A common problem we see is that patients wait too long before they seek help. By the time patients come to us for treatment, they have had problems with recurring lower back muscle pain and spasms for months or even years. The problem with this attitude is that by the time you come to see us, the problem is a lot more advanced and it will take a lot longer to get better.

If you don’t get a proper diagnosis from the start, it wastes time. If anyone treating your lower back muscle pain is not looking for the cause, they will keep on treating the incorrect thing. This is ineffective and the muscle spasms will simply return.Over time, you learn that you never know when a severe muscle spasm is going to hit you and that is scary.
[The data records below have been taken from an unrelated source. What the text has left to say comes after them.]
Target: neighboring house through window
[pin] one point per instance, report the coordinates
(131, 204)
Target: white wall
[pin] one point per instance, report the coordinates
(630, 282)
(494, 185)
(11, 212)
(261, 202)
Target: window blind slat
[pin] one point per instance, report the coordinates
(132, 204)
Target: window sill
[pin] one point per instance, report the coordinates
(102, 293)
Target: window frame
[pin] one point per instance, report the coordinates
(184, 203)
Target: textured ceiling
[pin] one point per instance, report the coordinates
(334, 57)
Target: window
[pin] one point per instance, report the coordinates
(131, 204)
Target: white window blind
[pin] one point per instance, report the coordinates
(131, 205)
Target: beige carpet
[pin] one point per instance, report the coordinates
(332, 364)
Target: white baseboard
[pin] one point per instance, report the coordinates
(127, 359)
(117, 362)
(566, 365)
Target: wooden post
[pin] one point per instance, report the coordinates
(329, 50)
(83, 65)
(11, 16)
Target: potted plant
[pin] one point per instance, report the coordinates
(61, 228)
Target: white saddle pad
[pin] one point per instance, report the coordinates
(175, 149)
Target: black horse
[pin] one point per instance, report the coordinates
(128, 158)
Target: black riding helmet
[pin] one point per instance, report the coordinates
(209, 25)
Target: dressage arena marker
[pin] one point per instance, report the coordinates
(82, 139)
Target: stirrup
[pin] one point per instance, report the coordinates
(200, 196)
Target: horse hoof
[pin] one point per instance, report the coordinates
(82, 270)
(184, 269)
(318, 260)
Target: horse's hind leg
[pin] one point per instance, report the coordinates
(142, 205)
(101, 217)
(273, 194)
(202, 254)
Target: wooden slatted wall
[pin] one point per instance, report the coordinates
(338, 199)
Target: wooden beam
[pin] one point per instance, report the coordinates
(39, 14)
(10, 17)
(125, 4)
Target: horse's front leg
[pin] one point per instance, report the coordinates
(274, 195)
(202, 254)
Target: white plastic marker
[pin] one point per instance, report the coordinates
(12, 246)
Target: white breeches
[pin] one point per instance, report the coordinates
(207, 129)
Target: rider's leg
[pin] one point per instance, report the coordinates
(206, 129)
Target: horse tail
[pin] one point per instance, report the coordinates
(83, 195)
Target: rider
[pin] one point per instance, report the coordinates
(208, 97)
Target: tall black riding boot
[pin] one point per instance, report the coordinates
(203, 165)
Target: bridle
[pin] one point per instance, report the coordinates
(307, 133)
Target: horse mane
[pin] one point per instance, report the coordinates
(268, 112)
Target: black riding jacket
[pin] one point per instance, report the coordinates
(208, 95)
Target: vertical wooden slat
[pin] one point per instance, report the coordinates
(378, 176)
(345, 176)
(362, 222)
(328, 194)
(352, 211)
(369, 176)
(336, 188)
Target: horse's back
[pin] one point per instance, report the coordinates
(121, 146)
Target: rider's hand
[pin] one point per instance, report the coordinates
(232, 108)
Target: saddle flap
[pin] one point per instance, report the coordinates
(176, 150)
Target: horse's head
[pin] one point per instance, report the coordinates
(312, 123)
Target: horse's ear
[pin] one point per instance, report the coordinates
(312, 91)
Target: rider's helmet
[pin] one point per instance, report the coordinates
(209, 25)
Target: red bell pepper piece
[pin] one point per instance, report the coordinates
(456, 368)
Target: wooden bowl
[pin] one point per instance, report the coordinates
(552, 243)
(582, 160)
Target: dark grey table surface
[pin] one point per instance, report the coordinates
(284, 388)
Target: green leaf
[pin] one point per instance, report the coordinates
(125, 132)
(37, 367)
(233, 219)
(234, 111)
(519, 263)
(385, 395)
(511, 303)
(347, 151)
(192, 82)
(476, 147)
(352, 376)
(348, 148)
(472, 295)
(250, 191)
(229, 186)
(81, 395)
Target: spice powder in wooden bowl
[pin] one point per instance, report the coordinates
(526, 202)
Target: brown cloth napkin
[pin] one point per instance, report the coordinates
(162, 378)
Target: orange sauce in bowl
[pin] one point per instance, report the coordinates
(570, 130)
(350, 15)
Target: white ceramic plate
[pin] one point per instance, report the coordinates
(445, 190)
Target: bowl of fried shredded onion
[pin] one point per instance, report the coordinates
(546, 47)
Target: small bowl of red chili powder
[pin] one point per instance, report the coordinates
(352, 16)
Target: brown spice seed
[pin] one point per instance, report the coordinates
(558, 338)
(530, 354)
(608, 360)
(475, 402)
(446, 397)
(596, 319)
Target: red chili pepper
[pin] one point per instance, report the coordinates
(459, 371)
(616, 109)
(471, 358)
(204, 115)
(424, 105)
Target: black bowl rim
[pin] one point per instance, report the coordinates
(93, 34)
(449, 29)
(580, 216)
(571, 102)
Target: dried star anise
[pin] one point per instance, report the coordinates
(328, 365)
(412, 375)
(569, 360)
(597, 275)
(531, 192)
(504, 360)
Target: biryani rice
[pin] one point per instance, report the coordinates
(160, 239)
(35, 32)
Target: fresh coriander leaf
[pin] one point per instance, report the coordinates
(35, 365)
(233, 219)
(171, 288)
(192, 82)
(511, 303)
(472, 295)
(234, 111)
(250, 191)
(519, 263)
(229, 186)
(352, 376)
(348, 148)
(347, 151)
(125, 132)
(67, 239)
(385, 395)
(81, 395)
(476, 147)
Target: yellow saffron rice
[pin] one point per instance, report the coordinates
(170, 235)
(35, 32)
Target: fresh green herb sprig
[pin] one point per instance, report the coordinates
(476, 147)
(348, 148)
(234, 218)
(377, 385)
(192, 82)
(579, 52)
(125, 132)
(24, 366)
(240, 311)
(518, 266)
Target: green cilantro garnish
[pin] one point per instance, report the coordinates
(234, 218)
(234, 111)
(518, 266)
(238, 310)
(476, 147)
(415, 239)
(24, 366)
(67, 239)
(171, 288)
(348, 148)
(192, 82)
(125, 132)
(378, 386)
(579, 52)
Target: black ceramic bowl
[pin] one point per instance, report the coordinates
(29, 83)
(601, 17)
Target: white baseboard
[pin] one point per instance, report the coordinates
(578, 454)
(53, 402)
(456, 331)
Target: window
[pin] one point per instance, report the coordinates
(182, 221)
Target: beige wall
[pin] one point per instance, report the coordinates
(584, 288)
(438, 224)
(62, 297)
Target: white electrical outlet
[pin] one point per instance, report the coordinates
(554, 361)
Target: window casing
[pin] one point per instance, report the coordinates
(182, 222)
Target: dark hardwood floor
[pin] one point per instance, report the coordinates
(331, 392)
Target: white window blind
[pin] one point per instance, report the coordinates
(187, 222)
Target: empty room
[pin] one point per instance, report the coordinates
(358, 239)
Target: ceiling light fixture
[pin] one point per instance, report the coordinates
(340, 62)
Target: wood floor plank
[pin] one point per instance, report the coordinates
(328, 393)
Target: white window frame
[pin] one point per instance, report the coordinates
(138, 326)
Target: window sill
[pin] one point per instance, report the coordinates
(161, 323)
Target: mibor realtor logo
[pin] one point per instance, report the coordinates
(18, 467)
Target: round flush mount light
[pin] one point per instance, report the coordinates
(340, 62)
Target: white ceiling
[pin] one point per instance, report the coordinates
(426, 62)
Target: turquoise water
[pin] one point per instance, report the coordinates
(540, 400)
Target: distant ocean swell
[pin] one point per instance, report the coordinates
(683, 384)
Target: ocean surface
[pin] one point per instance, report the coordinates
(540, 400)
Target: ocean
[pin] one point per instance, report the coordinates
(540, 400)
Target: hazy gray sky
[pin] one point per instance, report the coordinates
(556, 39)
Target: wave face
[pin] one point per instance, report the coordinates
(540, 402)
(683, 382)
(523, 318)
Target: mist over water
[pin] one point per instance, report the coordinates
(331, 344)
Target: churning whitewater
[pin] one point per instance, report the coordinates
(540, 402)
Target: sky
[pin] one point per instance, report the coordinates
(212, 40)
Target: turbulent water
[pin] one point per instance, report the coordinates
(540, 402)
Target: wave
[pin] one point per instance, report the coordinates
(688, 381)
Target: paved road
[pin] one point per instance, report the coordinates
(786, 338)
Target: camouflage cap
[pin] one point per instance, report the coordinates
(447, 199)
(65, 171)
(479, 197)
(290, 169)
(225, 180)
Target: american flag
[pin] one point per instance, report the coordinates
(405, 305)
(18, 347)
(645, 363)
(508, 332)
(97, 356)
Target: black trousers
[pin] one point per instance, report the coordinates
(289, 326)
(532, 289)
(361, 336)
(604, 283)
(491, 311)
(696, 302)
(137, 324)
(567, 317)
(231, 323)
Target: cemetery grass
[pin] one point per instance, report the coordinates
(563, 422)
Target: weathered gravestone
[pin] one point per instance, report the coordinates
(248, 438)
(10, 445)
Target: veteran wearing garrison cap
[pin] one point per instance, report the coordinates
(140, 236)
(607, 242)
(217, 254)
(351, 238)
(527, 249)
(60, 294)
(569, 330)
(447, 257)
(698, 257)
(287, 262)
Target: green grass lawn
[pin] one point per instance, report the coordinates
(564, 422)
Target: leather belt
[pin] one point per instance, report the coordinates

You start to think twice about doing the things you love like gardening or playing with your kids, because you anticipate that you’ll have pain. The longer you wait, the bigger your chances of causing permanent damage.

Trying out, but not completing different forms of treatment

Often, patients try to get relief by taking medication or getting a voltaren injection in the hopes that it will ease their pain. They also try massages, foam-rolling, cupping or stretching. However, these treatments only mask the pain and stiffness that comes with a lower back muscle spasm. You are not addressing the root of the problem by trying any of these treatments in isolation.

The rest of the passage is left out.